Does momentum exist in matches that go to the decisive third set? Justin Stocks-Smith, UTR’s Data Scientist, digs into the data to find the factors that may predict which player will come out on top. Introduction: Heading into their fourth round matchup in the 2018 US Open, Serena Williams had a UTR of 13.21 and Kaia Kanepi had a UTR of 13.12. Serena won the first set 6-0 and Kanepi won the second set 6-4. At that point in time, I found myself wondering which player was favored to win the match. Did winning the most recent set give the edge to Kanepi? What other factors should be considered? Analysis: My hypothesis was that momentum does exist, so the player who loses the first set and wins the second set will end up winning the match more often than not.

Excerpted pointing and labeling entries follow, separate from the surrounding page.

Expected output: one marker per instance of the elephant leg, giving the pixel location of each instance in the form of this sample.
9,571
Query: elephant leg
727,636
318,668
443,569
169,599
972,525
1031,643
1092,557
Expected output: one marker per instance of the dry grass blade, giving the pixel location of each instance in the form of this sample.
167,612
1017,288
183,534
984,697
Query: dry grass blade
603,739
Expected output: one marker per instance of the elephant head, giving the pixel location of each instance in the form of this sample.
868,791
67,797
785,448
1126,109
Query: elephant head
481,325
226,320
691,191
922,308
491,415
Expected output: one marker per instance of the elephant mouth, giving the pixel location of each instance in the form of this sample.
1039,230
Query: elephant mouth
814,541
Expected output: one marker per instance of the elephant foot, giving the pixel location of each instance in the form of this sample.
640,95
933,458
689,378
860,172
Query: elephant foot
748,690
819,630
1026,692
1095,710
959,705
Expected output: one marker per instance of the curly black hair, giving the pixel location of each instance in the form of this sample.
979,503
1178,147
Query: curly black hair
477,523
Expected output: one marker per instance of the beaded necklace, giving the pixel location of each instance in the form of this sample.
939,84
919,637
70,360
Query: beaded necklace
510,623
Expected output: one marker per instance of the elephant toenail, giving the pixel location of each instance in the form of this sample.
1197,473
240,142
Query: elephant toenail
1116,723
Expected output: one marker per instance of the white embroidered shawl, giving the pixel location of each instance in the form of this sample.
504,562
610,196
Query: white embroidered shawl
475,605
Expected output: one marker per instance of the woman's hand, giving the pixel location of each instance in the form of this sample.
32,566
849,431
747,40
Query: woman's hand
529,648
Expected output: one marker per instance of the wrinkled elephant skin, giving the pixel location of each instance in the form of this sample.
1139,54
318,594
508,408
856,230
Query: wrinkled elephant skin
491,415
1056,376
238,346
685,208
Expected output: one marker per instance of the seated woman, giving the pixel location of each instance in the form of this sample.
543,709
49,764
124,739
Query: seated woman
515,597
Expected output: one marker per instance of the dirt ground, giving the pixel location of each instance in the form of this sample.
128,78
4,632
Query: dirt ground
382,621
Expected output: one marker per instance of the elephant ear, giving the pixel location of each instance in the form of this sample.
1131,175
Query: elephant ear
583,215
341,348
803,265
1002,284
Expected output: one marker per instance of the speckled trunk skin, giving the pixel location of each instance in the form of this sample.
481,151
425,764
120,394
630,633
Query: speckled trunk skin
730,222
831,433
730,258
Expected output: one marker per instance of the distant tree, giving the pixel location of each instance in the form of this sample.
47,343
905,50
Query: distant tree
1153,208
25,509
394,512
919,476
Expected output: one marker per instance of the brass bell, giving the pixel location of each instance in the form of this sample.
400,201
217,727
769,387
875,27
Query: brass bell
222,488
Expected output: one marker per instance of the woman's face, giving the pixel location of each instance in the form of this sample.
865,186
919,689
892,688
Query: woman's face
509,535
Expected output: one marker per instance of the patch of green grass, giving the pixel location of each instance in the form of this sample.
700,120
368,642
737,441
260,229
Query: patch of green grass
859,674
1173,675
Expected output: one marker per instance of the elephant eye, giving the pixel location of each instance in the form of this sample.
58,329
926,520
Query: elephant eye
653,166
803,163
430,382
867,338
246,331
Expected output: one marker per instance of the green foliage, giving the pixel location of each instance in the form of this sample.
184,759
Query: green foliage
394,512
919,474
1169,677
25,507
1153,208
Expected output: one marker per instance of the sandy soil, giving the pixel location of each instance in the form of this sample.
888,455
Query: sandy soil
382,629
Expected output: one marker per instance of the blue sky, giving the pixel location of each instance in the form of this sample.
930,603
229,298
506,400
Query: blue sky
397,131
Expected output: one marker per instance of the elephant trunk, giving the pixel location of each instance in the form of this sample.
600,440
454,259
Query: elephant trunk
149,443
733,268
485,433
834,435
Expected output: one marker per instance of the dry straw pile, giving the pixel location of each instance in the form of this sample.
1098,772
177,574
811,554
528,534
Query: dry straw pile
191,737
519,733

I tested this hypothesis using data from 20,000 singles matches where both players had a UTR of 12.00 or higher. The data included three explanatory variables: Winner_of_Second_Set: A binary (0 or 1) variable for whether a given player won the second set. This variable is equal to 1 for Kanepi and 0 for Serena. Game_Advantage: The difference in games won through two sets for a given player. This variable is equal to +4 for Serena and -4 for Kanepi. UTR_Difference: The UTR of a given player minus the UTR of their opponent. This variable is equal to +.09 for Serena and -0.09 for Kanepi. Using gradient boosted trees, a machine learning technique that combines many weak models to create a strong one, I was able to estimate the relationship these three variables have on the likelihood of winning the third set.
Results: As shown below, the three variables had varying levels of predictiveness. There did appear to be a slight momentum effect, as the winner of the second set had a 53% chance of winning the match. A game advantage through two sets also led to a higher likelihood of winning. Most important, however, was the UTR difference. This indicates the better player usually prevails in the final set.

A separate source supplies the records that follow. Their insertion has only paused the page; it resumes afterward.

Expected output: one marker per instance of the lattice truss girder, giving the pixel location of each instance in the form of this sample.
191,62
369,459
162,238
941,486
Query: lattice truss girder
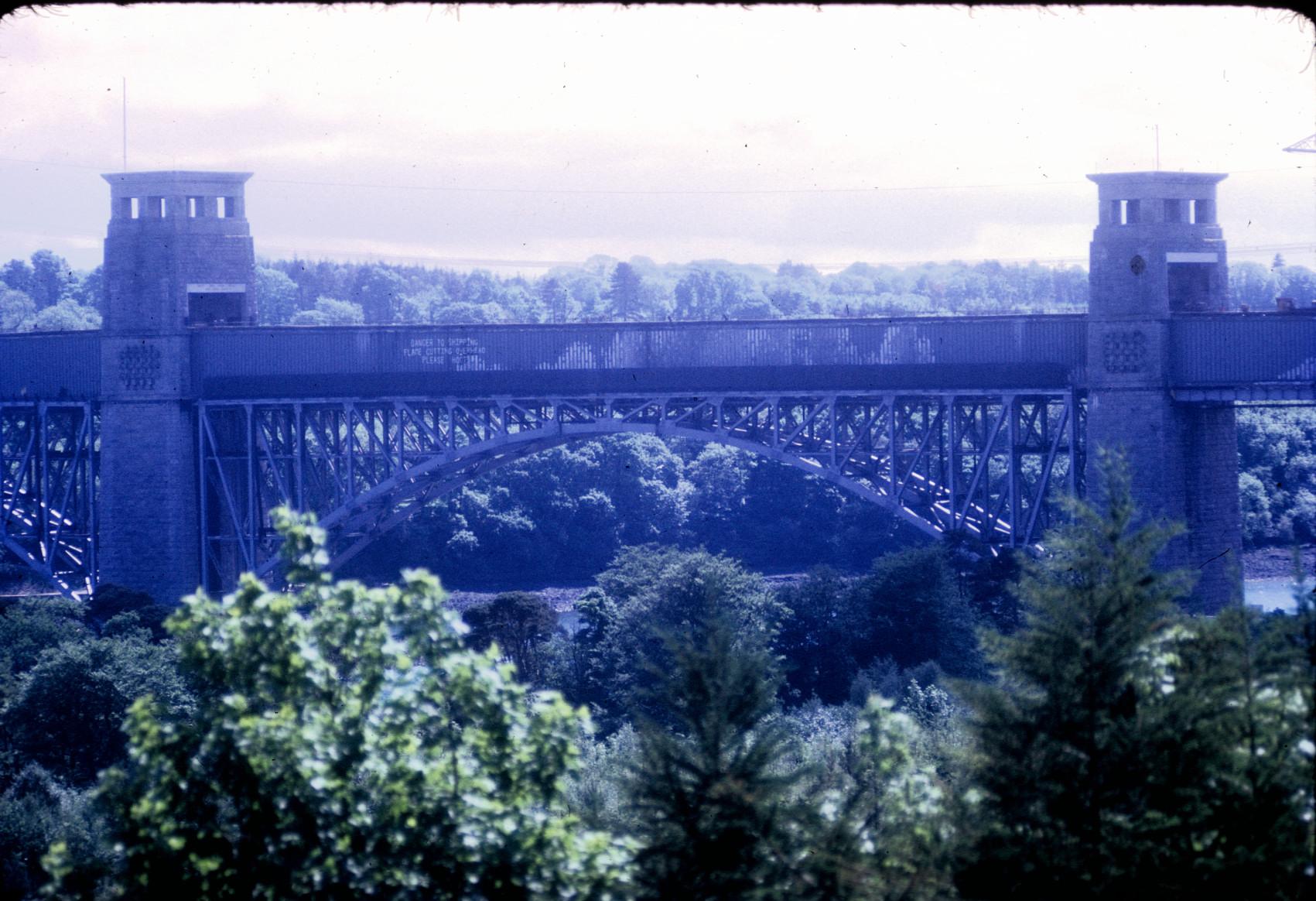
983,464
48,484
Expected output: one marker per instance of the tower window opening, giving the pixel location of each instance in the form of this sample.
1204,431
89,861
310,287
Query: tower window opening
1190,286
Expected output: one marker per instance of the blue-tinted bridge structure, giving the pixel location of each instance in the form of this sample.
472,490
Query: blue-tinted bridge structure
149,454
970,424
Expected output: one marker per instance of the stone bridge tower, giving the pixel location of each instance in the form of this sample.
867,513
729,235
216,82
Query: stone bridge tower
178,255
1158,253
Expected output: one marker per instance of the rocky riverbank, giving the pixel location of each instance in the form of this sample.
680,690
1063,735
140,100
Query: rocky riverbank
1260,563
1276,563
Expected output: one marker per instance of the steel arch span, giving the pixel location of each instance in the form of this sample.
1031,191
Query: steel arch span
983,463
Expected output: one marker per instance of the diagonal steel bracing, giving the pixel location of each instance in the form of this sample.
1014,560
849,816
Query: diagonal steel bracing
48,485
986,464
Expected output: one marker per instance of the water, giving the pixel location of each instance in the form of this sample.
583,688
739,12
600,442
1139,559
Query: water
1274,593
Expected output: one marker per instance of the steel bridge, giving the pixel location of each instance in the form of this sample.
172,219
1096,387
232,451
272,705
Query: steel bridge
955,424
149,454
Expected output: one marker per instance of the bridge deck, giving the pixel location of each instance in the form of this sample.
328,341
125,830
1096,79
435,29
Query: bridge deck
1210,355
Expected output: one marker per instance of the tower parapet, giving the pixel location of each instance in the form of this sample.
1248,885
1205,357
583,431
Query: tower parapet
178,252
1157,253
1157,249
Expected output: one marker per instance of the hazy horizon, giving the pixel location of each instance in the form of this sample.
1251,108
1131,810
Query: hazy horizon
518,137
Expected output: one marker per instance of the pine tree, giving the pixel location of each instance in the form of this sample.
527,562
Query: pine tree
715,822
1066,737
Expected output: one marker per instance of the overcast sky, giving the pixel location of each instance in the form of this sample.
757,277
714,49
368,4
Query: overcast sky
457,135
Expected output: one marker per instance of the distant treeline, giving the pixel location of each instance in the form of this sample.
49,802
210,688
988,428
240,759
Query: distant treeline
45,294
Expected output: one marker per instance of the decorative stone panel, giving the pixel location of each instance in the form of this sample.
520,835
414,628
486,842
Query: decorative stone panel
138,366
1124,352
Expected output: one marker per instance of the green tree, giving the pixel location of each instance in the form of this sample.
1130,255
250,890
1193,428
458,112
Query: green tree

Did the model correctly predict the winner of the Serena/Kanepi third set? Given Serena did not win the second set (-3%), had a four-game advantage (+5%), and had the better UTR by about 0.10 (+3%), the model gave her a 55% chance of winning. Serena did end up winning the third set 6-3.
Conclusion: Result data shows that in matches that go to the final third set, there may be a small momentum advantage. That effect is dwarfed, however, by overall form. In the end, the better player usually comes out on top.